An analysis of the kinetics of simultaneous photosynthesis and photorespiration at the end of a diffusion path is applied to observed net photosynthetic rate as a function of O(2) and CO(2) concentrations. The data of Ku and Edwards (Plant Physiol. 59: 991-999, 1977) from wheat (Triticum aestivum L.) are analyzed in detail. Ku and Edwards, using an analysis that ignored diffusion resistance between the intercellular air space and fixation site, the competitive effect of CO(2) on photorespiration, and the actual concentrations of gases at the fixation site, concluded that: (a) the affinity coefficient of the leaf for CO(2) was approximately 3.5 to 5 micromolar; (b) this affinity coefficient is independent of temperature between 25 and 35 C; (c) the effect of O(2) was independent of temperature over this range; and (d) competition between CO(2) and O(2) is responsible for the major share of CO(2) loss from photosynthesis due to photorespiration. They suggest that using gas concentrations calculated as equilibium values in the liquid phase is very important in reaching these conclusions. By applying a more complete analysis to their data which includes diffusion in the cell, it is concluded that: (a) the affinity coefficient of the leaf for CO(2) is 0.1 to 1.1 micromolar; (b) the temperature dependence of this affinity coefficient cannot be determined from existing data, but there is no evidence to refute independent temperature effect on the two functions of ribulose-1,5-bisphosphate carboxylase-oxygenase being important in the regulation of whole leaf net photosynthesis; and (c) the competitive interplay of CO(2) and O(2) at ribulose-1,5-bisphosphate carboxylase may under certain conditions lead to a stimulation of fixation by the Calvin cycle because of photorespiration. These conclusions are reached whether CO(2) and O(2) are expressed as dissolved concentrations or as gas concentrations in the intercellular air space. The relative merits of these two expressions of concentration are discussed.
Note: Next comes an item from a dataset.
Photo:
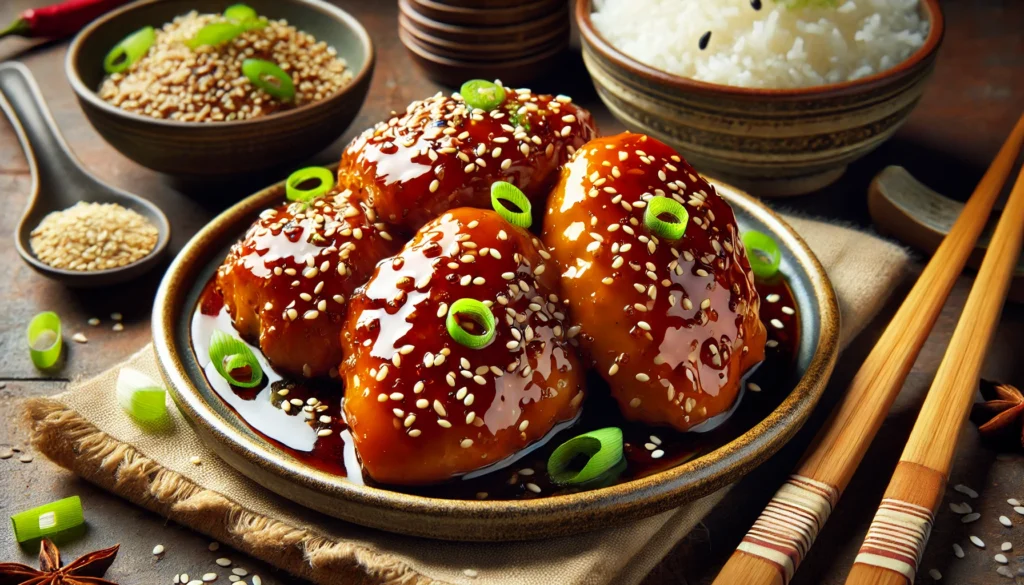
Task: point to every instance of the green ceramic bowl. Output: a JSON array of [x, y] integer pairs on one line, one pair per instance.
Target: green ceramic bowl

在扩散路径末端对光合作用和光呼吸同时进行的动力学分析被应用于观察到的净光合速率,该净光合速率是氧气和二氧化碳浓度的函数。对Ku和Edwards(《植物生理学》59: 991 - 999, 1977)从小麦(普通小麦)获得的数据进行了详细分析。Ku和Edwards的分析忽略了细胞间隙与固定位点之间的扩散阻力、二氧化碳对光呼吸的竞争效应以及固定位点处气体的实际浓度,他们得出以下结论:(a) 叶片对二氧化碳的亲和系数约为3.5至5微摩尔;(b) 该亲和系数在25至35摄氏度之间与温度无关;(c) 在此温度范围内氧气的效应与温度无关;以及(d) 二氧化碳和氧气之间的竞争是光合作用中因光呼吸导致二氧化碳损失的主要原因。他们认为在得出这些结论时,使用液相平衡值计算的气体浓度非常重要。通过对他们的数据应用更完整的分析,该分析包括细胞内的扩散,得出以下结论:(a) 叶片对二氧化碳的亲和系数为0.1至1.1微摩尔;(b) 无法从现有数据确定该亲和系数的温度依赖性,但没有证据反驳对1,5 - 二磷酸核酮糖羧化酶 - 加氧酶的两个功能存在独立温度效应,这两个功能在调节全叶净光合作用中很重要;以及(c) 在1,5 - 二磷酸核酮糖羧化酶处二氧化碳和氧气的竞争性相互作用在某些条件下可能由于光呼吸而导致卡尔文循环对固定的刺激。无论二氧化碳和氧气是以溶解浓度还是以细胞间隙中的气体浓度表示,都能得出这些结论。讨论了这两种浓度表示方式的相对优点。